“Everything He Owns: Jimmy Ford in the Alleys of Miami Beach” Miami Beach, Florida — January 10, 1988. (watermarks do not appear on the actual photograph.)
“Everything He Owns: Jimmy Ford in the Alleys of Miami Beach” Miami Beach, Florida — January 10, 1988. Verso.
Randy Bazemore
31.1 x 22.2 cm
Bazemore
Jan 10, 1988
This powerful documentary photograph captures Jimmy Ford, a homeless man navigating the back alleys of Miami Beach in January 1988, pushing a shopping cart filled with his possessions and aluminum cans collected from dumpsters—items gathered for survival in a city defined by sharp contrasts of wealth and visibility.
Photographed by Randy Bazemore, staff photographer for the Miami Herald, the image was taken during a period when homelessness had become increasingly visible in American cities. Rising housing costs, the erosion of social safety nets, untreated mental illness, and limited access to employment left many individuals living entirely in public space.
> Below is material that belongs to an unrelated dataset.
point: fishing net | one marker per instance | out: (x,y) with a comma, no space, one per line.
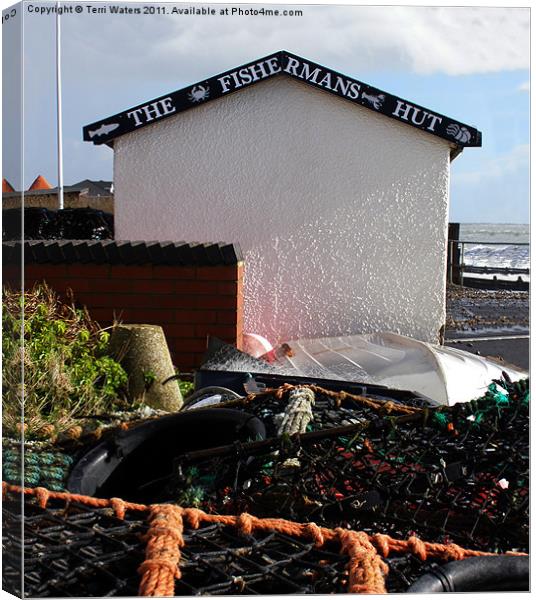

Ford’s posture—leaning into the weight of the cart—embodies both physical burden and quiet endurance. The alleyway setting underscores how urban life often pushes its most vulnerable residents to the margins, unseen except when documented by the press. The cart functions as home, storage, and livelihood combined—holding clothing, containers, and recyclables exchanged for spare change.
The accompanying Herald cutline identifies Ford by name, a rare and important detail that resists anonymity. Rather than an abstract symbol of poverty, he appears here as a known individual, momentarily acknowledged by the historical record.
Published as an oversize newspaper photograph, this image stands today as a sober document of late-20th-century urban America - a quiet study of resilience, displacement, and the human cost of economic inequality.